Comparing ethics from a time of total war is absurd beyond measure. Shall we get into the atrocities committed by all sides? There's plenty to go around. A nuke in a time of war is no more unethical than any other kind of massive scale bombing. FAR more people were killed with conventional bombing on both sides during WWII than by nukes and yet the nukes are somehow special? The nuke just has a bigger bang for the payload.
War is horrible but once there is a war the MOST unethical thing anyone can do is to prolong the war. It should be ended as quickly as possible and this is usually accomplished by using the most overwhelming force possible. Dropping two atomic weapons on Japan brought the war to an abrupt end and probably saved countless lives. Yes it was a horrible thing to do but there were NO options that were not horrible to consider. None.
The last episode of BG will come and go and TV will still be the same. The "moral dilemmas" that are easy to find parallels in real life politics are easy to find because you want to find them.
When Dan Quayle spoke about the negative impacts on society when Murphy Brown deliberately became a single parent, everyone was falling all over themselves claiming "it's just a TV show" and claiming that Quayle was an idiot for even suggesting that TV might have some relevance to real life. When they find deep, meaningful parallels to real life, "TV will never be the same". Please, pick one and stick with it.
It is a space opra.
2001 was science fiction.
Arthur C. Clarke, H.G. Wells, and even a little Douglas Adams were science fiction writers. They wrote about how society changes around technology and envision life in the context of new technology.
BSG has nothing to do with science fiction. They don't contemplate the benefits or dangers of science. They use it as nothing more than a backdrop. The closest BSG comes to science fiction is in the first episode where Adama critiques and disdains technology. (Ignoring, of course, he's on a space ship.)
>If my country were invaded and occupied by a foreign power, I would ensure that I obey the cease-fires and give peace a chance, and not hide like a coward amongst my own women and children as I target the enemy's women and children.
All guerilla wars are spun this way. The danger of good vs. evil propoganda is that someday you might WANT peace, and when you try for it one of your fellow comrades will put a bullet in your head. That's already happened to the last Israeli president who wanted peace.

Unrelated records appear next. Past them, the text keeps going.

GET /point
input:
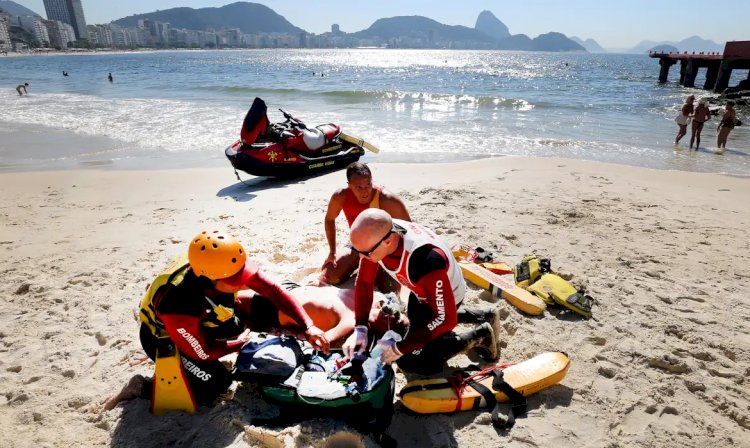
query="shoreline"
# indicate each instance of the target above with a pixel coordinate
(92, 151)
(662, 362)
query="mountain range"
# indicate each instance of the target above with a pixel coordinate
(694, 43)
(590, 45)
(489, 32)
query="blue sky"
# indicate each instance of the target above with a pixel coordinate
(613, 24)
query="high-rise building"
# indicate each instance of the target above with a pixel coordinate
(70, 12)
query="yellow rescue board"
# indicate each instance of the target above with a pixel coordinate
(500, 287)
(359, 142)
(527, 377)
(171, 390)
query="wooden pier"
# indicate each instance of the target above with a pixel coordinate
(719, 66)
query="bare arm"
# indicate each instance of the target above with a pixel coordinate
(345, 325)
(335, 205)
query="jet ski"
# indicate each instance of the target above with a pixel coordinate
(291, 149)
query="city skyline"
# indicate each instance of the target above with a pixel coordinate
(68, 11)
(611, 25)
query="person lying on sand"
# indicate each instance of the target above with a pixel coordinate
(331, 309)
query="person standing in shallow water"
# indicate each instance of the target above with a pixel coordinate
(683, 118)
(702, 114)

Israel survives as a "pure" culture by ethnically herding native born non-Jews into refugee camps. Chasing people into camps and then not allowing them to leave counts as herding. A constant state of war provides justification.

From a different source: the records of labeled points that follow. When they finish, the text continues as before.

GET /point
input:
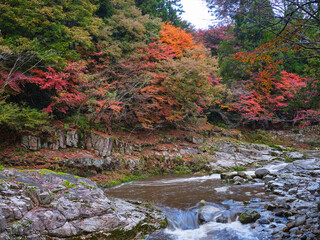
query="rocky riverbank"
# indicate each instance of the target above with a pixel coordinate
(40, 204)
(295, 211)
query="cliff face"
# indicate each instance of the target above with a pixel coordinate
(38, 204)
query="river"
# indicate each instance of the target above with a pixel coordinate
(179, 196)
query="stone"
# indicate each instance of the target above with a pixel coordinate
(263, 221)
(79, 209)
(260, 173)
(207, 213)
(249, 216)
(269, 206)
(300, 220)
(3, 223)
(288, 226)
(31, 142)
(44, 197)
(295, 155)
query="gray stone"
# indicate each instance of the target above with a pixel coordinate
(207, 213)
(263, 221)
(260, 173)
(44, 197)
(300, 220)
(249, 216)
(3, 223)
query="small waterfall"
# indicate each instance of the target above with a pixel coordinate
(180, 219)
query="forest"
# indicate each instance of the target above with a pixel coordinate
(105, 64)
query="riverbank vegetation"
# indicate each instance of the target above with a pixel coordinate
(109, 65)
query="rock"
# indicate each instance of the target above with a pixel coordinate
(78, 207)
(269, 206)
(263, 221)
(228, 175)
(288, 226)
(44, 197)
(249, 216)
(260, 173)
(238, 179)
(3, 223)
(31, 142)
(295, 155)
(300, 220)
(206, 213)
(283, 213)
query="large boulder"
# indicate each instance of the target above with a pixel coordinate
(260, 173)
(44, 204)
(249, 216)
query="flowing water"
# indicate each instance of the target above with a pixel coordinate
(179, 196)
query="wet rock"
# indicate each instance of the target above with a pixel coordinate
(31, 142)
(283, 213)
(295, 155)
(263, 221)
(269, 206)
(300, 220)
(288, 226)
(3, 223)
(78, 207)
(228, 175)
(260, 173)
(249, 216)
(224, 217)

The simple truth is peace would destroy Israel, demographically speaking. The "right of return" would mean a majority Palestinian state of Israel.
Houses that were occupied by the same families for hundreds of years get taken and turned over to colonial settlers born in far away places like Moscow.
The thing is, apartheid ended gracefully in South Africa because both sides didn't brainwash themselves into a corner, and produced sane leaders who negotiated an end to minority rule. I don't see that happening here.
What right have you lost? What can't you do now that you were happily doing before Bush took office?
It's not about what I can or can not do. I'm doing everything I did now after Bush that I did before Bush. But then, that's how these things work. You're all fine and happy until you fall afoul of someone. And that's when you become really interested in the checks and balances that keep Governmental authority from being abused.
Bush's actions have chipped away at those checks and balances. And while that doesn't mean much to most people, I can only hope that it will never HAVE to mean anything to you.
And don't get me wrong. If I am a foreign operative then by all means, tap my communications and catch me out. Use my communications to uncover my cohorts. Play the spy game and win. But be sure that you've done the due dilligance to ensure that I am, in fact, said foreign operative before doing so. And prove that work in front of a judge.